Civilian staff to strike on Canadian military bases

Canadian Forces Base Kingston will be among those affected as nearly 500 civilian members working on military bases in Ontario and Quebec will begin strike actions on Monday, January 15, 2024. The Union of National Defence Employees had served strike notice earlier this week.

“Negotiations took place in Ottawa this week, but no progress was made on any of the key issues that the union has been working towards, including fair wages, a national pay grid, and better job security for [Non-public Funds] workers who are some of the lowest paid workers in the federal public service,” the union said in a press release announcing the strike action.

“Our members provided their bargaining teams with the mandate to take job action to get the collective agreement they deserve, and that’s exactly what we will do,” said Chris Aylward, PSAC national president. “NPF workers play a pivotal role supporting Canadian military members and their families, but many of them barely make minimum wage, and are working two jobs just to make ends meet.”

While NPF workers are federal public service workers, they do not belong to the core public service, and are paid significantly less than workers doing similar jobs in the federal government, according to the union.

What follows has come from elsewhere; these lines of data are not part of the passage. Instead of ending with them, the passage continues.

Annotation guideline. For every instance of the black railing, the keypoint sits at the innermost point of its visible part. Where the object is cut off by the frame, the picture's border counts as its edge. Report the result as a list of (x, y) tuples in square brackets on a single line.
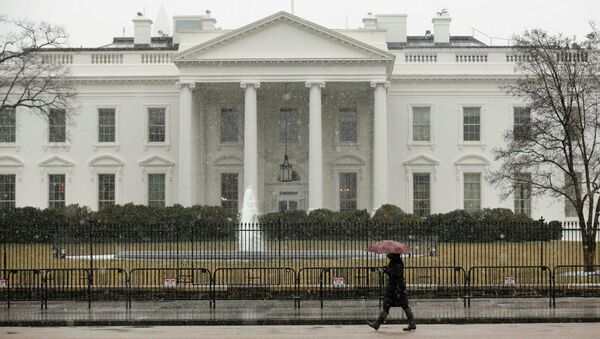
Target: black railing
[(96, 261)]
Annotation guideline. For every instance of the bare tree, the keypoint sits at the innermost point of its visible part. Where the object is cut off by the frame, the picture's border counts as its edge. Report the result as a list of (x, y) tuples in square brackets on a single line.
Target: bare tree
[(556, 152), (29, 76)]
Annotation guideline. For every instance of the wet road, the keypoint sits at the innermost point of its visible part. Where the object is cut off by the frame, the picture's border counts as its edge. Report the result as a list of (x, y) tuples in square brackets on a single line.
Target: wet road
[(556, 330)]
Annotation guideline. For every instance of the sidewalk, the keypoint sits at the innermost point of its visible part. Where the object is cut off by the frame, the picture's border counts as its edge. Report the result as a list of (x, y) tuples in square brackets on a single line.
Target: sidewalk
[(529, 331), (283, 313)]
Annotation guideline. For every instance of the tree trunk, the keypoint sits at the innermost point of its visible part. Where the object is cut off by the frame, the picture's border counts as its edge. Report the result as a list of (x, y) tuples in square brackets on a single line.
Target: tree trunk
[(589, 250)]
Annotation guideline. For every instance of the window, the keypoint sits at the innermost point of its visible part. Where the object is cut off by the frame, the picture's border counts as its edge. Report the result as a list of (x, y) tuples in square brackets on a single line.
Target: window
[(8, 125), (421, 194), (472, 192), (574, 123), (288, 125), (56, 191), (106, 190), (156, 190), (522, 194), (7, 191), (421, 123), (288, 201), (348, 126), (229, 191), (106, 125), (570, 210), (156, 124), (229, 125), (57, 125), (471, 123), (522, 120), (347, 191)]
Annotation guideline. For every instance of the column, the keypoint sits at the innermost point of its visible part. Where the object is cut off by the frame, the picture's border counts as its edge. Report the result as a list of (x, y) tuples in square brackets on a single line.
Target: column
[(186, 144), (315, 147), (250, 137), (380, 145)]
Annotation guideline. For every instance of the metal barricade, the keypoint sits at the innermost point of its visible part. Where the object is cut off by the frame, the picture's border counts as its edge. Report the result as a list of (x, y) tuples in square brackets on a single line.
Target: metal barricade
[(169, 284), (350, 283), (429, 282), (254, 283), (575, 281), (509, 281), (25, 285), (85, 284)]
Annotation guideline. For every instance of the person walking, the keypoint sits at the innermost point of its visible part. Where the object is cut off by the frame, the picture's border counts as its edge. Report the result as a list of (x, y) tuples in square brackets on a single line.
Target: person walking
[(395, 293)]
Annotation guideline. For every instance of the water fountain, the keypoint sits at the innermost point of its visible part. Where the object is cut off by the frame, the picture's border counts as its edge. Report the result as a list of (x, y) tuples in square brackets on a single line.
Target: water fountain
[(250, 237)]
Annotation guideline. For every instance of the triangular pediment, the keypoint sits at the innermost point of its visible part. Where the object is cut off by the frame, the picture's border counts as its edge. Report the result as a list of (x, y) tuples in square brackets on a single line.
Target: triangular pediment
[(10, 161), (106, 161), (282, 36), (56, 161), (473, 159), (421, 160), (156, 161)]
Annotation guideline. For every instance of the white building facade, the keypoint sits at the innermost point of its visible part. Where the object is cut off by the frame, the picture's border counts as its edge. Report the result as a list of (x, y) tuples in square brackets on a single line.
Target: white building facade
[(365, 116)]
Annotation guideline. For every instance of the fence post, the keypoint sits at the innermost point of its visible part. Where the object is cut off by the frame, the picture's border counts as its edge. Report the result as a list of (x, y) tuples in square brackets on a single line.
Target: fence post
[(541, 241), (279, 240), (91, 274)]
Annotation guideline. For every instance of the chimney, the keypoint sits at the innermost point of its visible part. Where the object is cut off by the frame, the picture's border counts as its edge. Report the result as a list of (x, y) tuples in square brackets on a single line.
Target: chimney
[(370, 22), (208, 22), (441, 27), (142, 27), (395, 26)]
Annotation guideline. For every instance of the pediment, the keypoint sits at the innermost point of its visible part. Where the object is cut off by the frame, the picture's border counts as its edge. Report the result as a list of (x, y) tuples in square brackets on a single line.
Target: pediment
[(421, 160), (228, 160), (56, 161), (106, 161), (10, 161), (282, 36), (156, 161), (473, 159), (349, 160)]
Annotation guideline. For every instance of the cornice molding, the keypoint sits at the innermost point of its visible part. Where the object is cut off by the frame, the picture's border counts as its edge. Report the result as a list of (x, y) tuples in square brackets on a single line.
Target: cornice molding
[(266, 61), (453, 77), (259, 25), (121, 79)]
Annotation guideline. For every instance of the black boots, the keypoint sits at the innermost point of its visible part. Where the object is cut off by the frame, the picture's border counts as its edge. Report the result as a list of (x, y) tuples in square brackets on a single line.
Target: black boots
[(374, 324), (410, 327), (411, 320)]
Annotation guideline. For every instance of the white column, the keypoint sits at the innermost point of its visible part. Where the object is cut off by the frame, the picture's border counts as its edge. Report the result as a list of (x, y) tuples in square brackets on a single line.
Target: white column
[(186, 145), (315, 147), (250, 137), (380, 144)]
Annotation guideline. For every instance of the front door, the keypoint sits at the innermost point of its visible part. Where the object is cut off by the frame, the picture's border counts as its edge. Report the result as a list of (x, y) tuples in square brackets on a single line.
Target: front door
[(288, 201)]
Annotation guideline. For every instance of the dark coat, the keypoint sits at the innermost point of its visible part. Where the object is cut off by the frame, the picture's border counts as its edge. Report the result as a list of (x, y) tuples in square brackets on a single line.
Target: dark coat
[(395, 290)]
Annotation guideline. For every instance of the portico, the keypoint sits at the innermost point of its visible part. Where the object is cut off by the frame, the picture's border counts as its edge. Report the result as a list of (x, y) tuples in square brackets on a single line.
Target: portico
[(338, 75)]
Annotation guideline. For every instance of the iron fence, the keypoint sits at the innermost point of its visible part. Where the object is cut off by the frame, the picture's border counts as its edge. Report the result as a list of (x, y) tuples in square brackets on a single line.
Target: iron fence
[(99, 261)]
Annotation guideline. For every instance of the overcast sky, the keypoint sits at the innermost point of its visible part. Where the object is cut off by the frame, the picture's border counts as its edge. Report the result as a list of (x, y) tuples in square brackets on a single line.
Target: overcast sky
[(94, 23)]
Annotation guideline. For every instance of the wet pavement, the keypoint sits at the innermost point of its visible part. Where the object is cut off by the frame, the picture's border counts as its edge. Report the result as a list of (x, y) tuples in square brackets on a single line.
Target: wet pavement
[(155, 313), (545, 331)]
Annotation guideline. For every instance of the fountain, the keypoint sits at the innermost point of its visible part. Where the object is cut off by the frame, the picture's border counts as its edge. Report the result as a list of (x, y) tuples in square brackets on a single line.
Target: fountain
[(250, 239)]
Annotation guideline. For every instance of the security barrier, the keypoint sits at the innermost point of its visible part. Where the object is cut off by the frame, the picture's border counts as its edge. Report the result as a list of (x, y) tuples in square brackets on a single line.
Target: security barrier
[(339, 283), (254, 283), (170, 284), (509, 281), (283, 283)]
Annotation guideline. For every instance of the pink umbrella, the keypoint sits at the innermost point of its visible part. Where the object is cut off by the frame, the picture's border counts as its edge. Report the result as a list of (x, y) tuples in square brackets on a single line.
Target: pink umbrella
[(388, 246)]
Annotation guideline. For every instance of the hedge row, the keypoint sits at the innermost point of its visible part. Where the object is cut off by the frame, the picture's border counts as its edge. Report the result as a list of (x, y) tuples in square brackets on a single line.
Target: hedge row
[(130, 222)]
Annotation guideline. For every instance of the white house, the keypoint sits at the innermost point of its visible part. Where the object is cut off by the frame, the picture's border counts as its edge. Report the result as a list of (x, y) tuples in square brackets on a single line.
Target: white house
[(365, 116)]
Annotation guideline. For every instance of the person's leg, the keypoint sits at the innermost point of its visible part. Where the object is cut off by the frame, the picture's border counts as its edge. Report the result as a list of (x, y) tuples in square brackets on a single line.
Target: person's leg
[(409, 315), (382, 315)]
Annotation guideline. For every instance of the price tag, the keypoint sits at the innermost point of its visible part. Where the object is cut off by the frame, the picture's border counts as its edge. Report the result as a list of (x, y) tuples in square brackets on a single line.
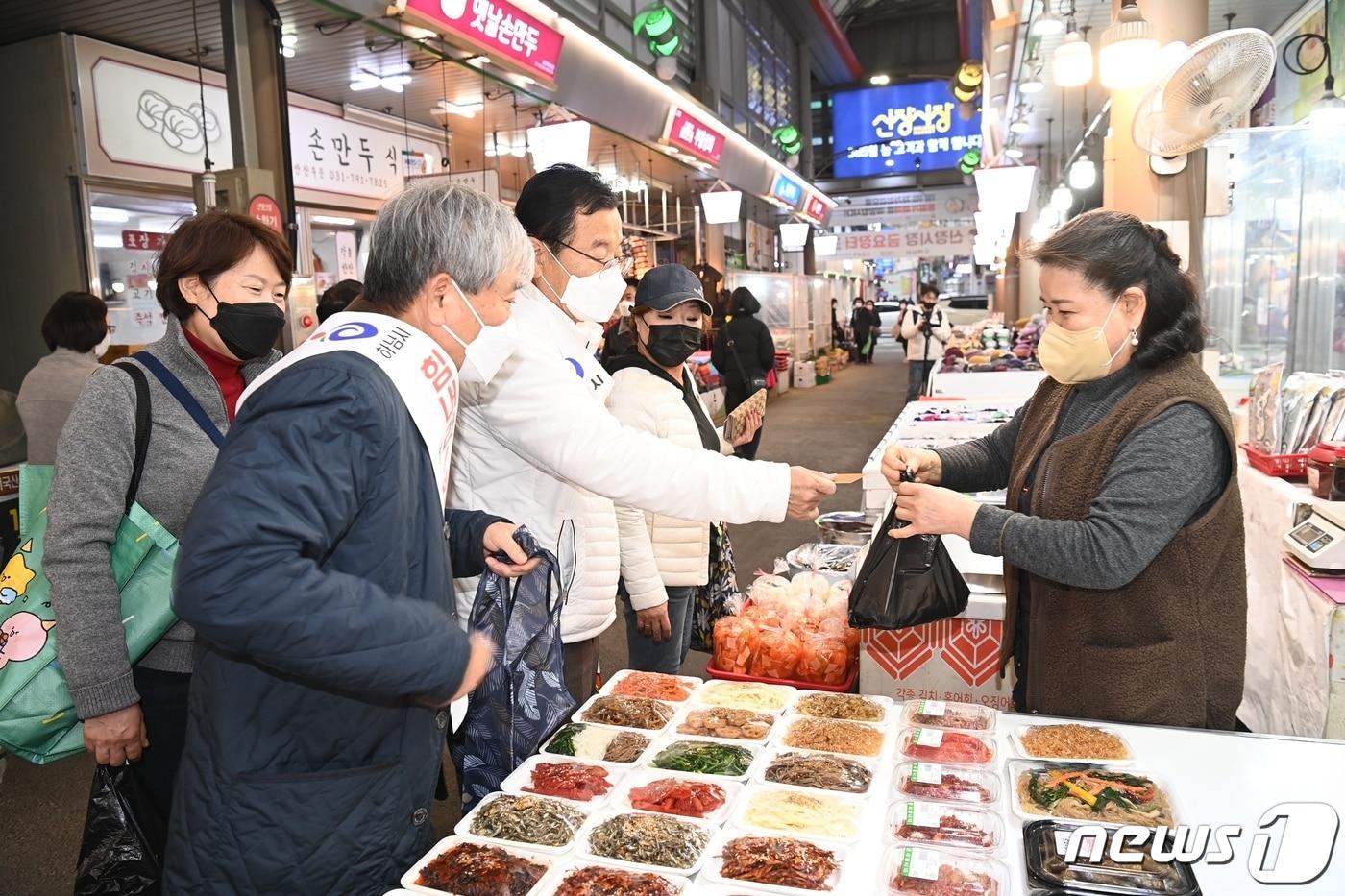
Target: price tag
[(928, 738)]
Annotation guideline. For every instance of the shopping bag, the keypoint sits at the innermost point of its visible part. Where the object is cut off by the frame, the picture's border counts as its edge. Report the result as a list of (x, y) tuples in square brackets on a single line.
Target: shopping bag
[(37, 714), (524, 698), (905, 581), (116, 858), (713, 600)]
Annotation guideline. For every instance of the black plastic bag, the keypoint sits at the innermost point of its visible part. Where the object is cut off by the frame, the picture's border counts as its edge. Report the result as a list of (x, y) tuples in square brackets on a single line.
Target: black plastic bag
[(116, 858), (905, 581)]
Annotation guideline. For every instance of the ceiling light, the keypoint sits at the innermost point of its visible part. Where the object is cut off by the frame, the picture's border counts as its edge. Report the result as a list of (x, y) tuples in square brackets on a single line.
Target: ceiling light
[(1129, 49)]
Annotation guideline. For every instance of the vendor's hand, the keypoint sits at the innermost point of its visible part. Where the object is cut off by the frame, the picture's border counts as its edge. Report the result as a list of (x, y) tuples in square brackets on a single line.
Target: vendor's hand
[(117, 738), (934, 512), (750, 423), (652, 621), (500, 539), (925, 465), (807, 489)]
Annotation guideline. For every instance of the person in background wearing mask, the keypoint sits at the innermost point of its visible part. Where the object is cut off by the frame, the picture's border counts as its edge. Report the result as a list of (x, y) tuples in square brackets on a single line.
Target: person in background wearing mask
[(665, 560), (76, 331), (538, 443), (336, 298), (1126, 576), (316, 572), (616, 335), (222, 280), (927, 331)]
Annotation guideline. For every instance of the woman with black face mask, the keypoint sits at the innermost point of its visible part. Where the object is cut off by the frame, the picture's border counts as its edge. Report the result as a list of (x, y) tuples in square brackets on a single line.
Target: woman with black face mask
[(222, 281), (663, 560)]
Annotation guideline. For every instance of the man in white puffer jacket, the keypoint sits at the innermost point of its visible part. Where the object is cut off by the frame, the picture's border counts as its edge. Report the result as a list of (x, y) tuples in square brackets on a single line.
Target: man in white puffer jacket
[(540, 447)]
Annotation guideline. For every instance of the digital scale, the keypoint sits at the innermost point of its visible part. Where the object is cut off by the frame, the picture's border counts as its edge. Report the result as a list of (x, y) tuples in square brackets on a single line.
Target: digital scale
[(1318, 541)]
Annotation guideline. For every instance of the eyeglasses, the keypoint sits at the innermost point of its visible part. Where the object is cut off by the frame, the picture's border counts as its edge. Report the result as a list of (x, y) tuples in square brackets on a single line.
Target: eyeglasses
[(624, 261)]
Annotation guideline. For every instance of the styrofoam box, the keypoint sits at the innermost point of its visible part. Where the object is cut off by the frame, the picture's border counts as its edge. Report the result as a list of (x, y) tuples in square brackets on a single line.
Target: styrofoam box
[(585, 848), (450, 842), (621, 798), (833, 799), (464, 826), (522, 777), (713, 869)]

“For example, Staff of the Non-Public Funds shipping and receiving clerks at CFB Petawawa make $17.19/hour. That’s less than $1 above the federal minimum wage, and 54% less than public service workers doing comparable work in the core public service,” the union explained.

“Fitness and sport instructors at CFB Bagotville make 62% less than comparable jobs at Treasury Board, while Accounting Clerks at CFB Valcartier make one-third less than comparable jobs,” the union continued.

The union is also seeing a national pay grid at Non-Public Funds, saying the employer “has wildly inconsistent wages for the same positions at military bases across the country.”

“Moving to a national pay grid is a critical step to improve wages for NPF members at all bases, and to ensure workers get equal pay for equal work,” the union said.

A financial services assistant at CBF Valcartier, for example, makes almost $10 less per hour – a 31 per cent wage disparity – than a Financial Services Assistant working for NPF in Ottawa, according to the union.

The union also alleges that NPF has threatened to halt employee benefits and rescind maternity leave top-ups for employees on maternity leave. The union called this “a scare tactic” and said this was “a blatant attempt to break the solidarity of striking workers and discourage workers from exercising their legal right to withdraw their labour during a strike.”

“Leaving the most marginalized workers out in the cold by cutting their benefits smacks of hypocrisy from a government that prides itself on being feminist,” said June Winger, UNDE National President. “NPF is not only refusing to pay its workers fairly – predominantly women supporting Canada’s Armed Forces – but is now actively working to harm them as they exercise their legal right to strike, especially new mothers and people with disabilities. Clearly National Defence still has a long way to go in their efforts to create a safer more diverse and inclusive workplace.”